Но когда Сталин звонит Пастернаку по поводу Мандельштама, и мы имеем 12 (двенадцать!) версий этого разговора и целую кучу статей по этому вопросу, и обсуждаем каждое слово, каждую интонацию, каждый скрытый мотив и подводный камень… – никто не скажет: «Позвольте, друзья, что за чушь! Глава государства звонит писателю и советуется с ним, как поступить с другим писателем? Какой бред!»
А вот и не бред.
То есть у них – бред. А у нас – реальность.
Разные цивилизации, я же сказал.
Но почему, почему, почему Пастернак отказался от Нобелевской премии?
На дворе 1958 год. Времена сравнительно вегетарианские. Сталинский террор официально проклят с высоких трибун. Никто его бы не арестовал, не пытал, не ссылал. В самый разгар травли его не выселили с дачи, хотя дача была арендованная, от Литфонда. То есть по сути государственная.
И ведь шестьдесят восемь лет. Как говорится, дедушка пожил… Отчего бы напоследок не побыть храбрым?
Сначала он был храбрым. От него требовали демонстративного отказа от премии, он в ответ написал смелое письмо.
Конечно, никто бы его не тронул. И не выгнал бы из СССР. Выгнать – себе дороже. Это были мелкие советские пугалки.
Говорят, Ивинская виновата, его любовница. Ее уволили с работы. И она к нему бросилась. Мол, из-за этого она осталась без куска хлеба.
Как-то даже смешно.
Нет бы ему сказать что-то вроде: «Не бойся, Оля, я тебе не дам пропасть». А он поехал в Москву, поговорил с ней по телефону, потом пошел на телеграф, отправил телеграмму в Швецию с отказом.

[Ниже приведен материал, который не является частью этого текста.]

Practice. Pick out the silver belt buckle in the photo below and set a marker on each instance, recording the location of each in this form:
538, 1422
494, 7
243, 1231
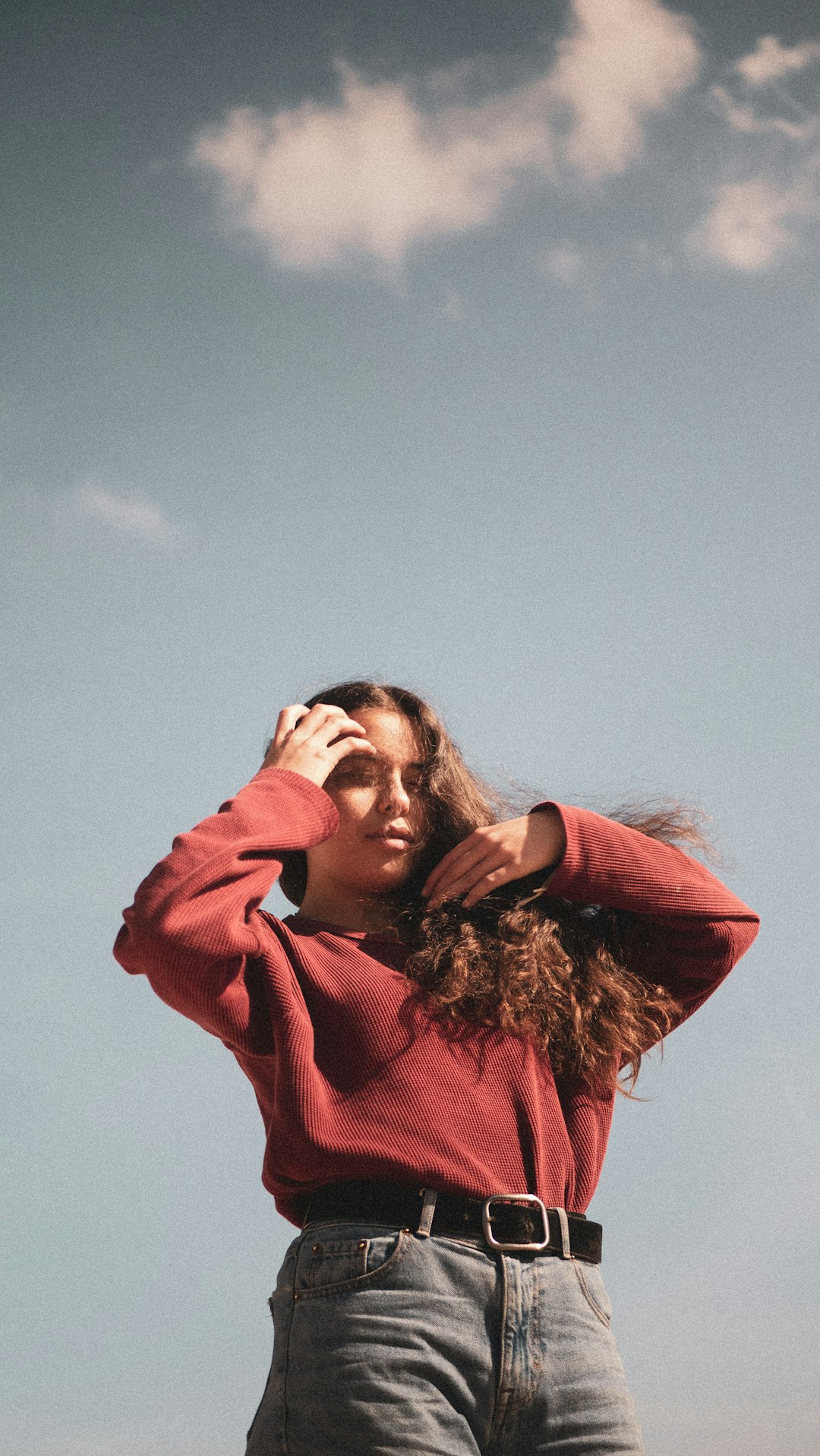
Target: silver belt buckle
531, 1202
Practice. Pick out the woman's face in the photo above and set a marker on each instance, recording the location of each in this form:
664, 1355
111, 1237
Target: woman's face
382, 811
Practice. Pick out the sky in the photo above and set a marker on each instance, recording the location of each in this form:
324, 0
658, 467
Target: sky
466, 346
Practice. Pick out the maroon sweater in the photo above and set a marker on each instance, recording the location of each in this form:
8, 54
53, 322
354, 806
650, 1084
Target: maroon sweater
355, 1075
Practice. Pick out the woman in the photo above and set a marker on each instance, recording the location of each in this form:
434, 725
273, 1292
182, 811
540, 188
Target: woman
434, 1041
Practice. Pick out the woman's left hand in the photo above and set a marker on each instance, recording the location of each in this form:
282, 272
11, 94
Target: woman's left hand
497, 854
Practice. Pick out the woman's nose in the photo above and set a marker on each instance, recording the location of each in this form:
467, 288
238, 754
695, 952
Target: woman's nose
395, 797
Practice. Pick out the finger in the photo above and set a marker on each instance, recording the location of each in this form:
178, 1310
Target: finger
497, 876
339, 727
345, 746
287, 721
463, 884
456, 861
320, 715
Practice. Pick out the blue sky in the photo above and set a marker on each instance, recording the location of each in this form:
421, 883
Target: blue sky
474, 347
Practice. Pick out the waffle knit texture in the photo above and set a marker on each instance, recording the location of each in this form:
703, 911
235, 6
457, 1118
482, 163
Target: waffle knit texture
355, 1075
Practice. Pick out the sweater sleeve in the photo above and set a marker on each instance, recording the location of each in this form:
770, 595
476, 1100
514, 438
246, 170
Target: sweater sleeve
691, 930
194, 925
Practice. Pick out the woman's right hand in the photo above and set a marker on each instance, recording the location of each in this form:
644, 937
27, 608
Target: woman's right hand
312, 741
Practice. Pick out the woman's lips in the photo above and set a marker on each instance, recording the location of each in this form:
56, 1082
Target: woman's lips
392, 839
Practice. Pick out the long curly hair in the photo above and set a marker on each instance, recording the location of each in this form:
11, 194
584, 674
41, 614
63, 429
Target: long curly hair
520, 960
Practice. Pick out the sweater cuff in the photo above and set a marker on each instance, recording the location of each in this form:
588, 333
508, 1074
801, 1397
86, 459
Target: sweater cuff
571, 859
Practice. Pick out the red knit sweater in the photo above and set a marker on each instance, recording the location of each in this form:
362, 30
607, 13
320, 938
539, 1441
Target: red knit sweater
353, 1075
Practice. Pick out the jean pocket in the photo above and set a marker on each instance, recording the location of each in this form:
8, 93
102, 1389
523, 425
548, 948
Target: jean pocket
593, 1290
328, 1264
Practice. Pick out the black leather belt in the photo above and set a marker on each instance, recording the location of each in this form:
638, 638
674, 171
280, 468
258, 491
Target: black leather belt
506, 1222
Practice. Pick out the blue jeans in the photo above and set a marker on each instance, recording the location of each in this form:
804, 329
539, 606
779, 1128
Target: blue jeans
391, 1344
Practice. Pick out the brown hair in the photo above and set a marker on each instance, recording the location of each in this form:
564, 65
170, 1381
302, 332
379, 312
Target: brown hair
520, 960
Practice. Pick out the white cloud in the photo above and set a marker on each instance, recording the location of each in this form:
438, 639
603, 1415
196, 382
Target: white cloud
563, 264
376, 172
746, 226
769, 62
742, 117
623, 60
128, 516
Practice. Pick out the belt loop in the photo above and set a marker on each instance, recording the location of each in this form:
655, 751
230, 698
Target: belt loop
427, 1210
564, 1222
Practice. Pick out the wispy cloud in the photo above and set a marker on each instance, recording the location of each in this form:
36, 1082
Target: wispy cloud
377, 172
392, 165
749, 225
125, 514
756, 220
563, 264
771, 62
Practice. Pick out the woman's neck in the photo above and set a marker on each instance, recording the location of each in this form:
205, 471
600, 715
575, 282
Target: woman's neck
348, 912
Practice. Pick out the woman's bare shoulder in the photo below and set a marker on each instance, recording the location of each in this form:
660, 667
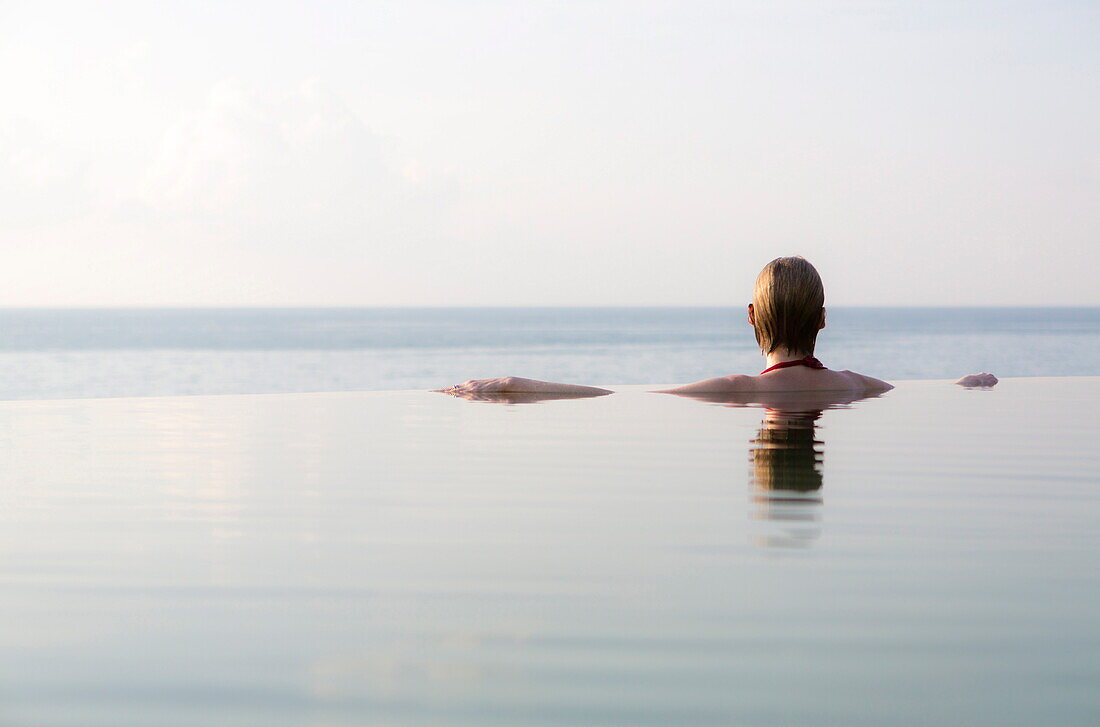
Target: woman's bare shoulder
729, 384
868, 384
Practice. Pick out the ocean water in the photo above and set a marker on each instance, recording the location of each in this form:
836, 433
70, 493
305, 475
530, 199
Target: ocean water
86, 353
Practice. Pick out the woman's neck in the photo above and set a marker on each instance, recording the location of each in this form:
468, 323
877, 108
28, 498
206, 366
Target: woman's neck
779, 355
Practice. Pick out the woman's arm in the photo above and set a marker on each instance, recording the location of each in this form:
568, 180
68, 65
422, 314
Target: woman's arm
517, 385
977, 379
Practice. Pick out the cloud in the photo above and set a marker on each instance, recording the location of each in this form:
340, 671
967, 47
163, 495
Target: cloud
293, 164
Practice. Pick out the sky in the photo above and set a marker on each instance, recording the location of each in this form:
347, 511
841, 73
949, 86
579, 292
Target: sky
547, 153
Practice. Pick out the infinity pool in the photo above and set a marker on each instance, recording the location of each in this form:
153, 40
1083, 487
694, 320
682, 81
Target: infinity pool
928, 557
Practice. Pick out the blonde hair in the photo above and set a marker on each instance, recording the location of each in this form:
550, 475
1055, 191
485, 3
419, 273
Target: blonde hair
787, 305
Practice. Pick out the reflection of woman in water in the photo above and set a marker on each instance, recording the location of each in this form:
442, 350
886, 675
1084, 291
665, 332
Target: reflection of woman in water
787, 312
785, 460
784, 455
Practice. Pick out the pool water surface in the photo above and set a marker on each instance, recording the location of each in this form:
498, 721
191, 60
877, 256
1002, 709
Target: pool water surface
406, 558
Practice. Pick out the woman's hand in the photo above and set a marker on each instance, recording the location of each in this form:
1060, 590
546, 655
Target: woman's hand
517, 385
978, 379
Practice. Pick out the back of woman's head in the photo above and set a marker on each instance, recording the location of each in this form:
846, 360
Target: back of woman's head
788, 301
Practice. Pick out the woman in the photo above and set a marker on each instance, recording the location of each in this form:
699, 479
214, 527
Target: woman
787, 312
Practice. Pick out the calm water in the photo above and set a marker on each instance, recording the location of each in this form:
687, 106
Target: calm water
108, 353
407, 559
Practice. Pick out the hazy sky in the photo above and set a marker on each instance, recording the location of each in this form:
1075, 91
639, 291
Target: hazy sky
548, 153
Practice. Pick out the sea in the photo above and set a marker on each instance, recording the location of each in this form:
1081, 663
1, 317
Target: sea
144, 352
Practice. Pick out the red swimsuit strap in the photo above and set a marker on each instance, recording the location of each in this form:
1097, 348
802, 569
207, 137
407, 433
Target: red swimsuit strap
809, 361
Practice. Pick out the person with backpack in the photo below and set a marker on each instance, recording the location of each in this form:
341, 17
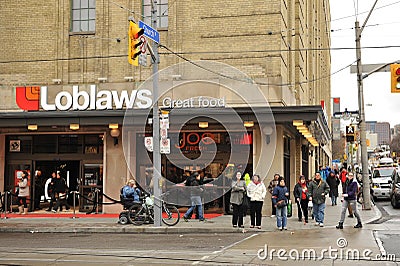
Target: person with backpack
349, 198
195, 198
23, 192
318, 190
237, 196
300, 193
280, 200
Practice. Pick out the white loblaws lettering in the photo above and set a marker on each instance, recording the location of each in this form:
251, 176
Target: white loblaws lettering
144, 100
119, 100
43, 100
104, 103
77, 94
68, 101
93, 100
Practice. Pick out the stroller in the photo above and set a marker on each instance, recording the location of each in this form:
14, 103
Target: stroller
310, 210
127, 204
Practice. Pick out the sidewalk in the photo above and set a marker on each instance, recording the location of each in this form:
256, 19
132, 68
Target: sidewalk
99, 223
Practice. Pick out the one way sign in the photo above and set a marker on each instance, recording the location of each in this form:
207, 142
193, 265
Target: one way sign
350, 133
350, 130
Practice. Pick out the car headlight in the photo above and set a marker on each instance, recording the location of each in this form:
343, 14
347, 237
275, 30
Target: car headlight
375, 185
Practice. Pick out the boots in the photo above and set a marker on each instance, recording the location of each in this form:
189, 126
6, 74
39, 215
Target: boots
358, 225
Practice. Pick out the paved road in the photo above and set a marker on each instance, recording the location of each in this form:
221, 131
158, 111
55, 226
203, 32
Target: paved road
387, 230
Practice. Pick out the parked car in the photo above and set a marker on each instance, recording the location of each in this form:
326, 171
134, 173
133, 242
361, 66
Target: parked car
382, 179
395, 192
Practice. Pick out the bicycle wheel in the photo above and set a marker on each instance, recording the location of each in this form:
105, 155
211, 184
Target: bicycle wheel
137, 214
170, 214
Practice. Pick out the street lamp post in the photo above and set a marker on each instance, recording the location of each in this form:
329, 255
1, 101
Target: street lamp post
156, 126
362, 124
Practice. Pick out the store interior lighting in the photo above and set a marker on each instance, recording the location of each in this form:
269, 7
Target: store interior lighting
74, 126
203, 124
32, 127
248, 123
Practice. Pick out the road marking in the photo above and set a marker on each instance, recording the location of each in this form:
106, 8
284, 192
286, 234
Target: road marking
380, 243
234, 244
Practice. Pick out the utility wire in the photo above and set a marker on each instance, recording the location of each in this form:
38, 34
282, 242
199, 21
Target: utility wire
247, 80
200, 52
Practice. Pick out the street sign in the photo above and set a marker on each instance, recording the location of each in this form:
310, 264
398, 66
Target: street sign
350, 130
150, 32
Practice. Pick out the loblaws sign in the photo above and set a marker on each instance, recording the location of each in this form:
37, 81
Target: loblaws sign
32, 98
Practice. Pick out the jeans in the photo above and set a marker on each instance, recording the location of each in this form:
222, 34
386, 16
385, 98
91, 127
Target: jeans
319, 212
353, 205
196, 202
281, 217
237, 216
334, 200
255, 213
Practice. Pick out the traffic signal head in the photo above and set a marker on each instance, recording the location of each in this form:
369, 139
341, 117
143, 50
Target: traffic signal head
134, 43
395, 77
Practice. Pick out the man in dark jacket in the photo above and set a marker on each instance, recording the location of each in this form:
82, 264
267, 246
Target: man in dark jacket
195, 197
349, 198
318, 190
60, 189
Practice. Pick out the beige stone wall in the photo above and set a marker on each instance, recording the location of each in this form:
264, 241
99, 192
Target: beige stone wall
265, 39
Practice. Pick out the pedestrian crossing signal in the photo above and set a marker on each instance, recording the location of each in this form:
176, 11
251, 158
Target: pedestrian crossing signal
395, 78
134, 43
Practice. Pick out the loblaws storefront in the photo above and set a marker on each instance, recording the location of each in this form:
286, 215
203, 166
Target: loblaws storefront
99, 136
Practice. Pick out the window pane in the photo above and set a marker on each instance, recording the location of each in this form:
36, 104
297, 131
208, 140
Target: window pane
76, 26
76, 14
92, 13
92, 25
84, 3
164, 22
147, 11
164, 10
92, 3
76, 3
84, 26
85, 14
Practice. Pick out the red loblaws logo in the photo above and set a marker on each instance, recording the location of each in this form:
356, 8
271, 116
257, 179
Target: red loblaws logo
28, 98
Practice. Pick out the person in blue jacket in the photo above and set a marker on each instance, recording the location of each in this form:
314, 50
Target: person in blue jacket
349, 198
280, 196
131, 191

И другую телеграмму в ЦК: «Верните Ивинской работу, я отказался от премии».
Сон. Бред. Что у них за разговор был по телефону? Неужели нытье женщины, испугавшейся за свою зарплату, заставило его переломить себя, русскую литературу, судьбу всего общества?
А может, она ему передала какие-то ужасные угрозы?
Может, странная фраза «верните Ивинской работу» означала некий пароль? Что-то вроде понял-согласен? На что согласен? Обмен уж больно неравноценный. Нобелевская премия и мировая слава в обмен на скромную редакторскую зарплату для любовницы? Понятнее было бы: от Нобелевки отказываюсь в обмен на Ленинку. Или хотя бы в обмен на спокойную достойную жизнь.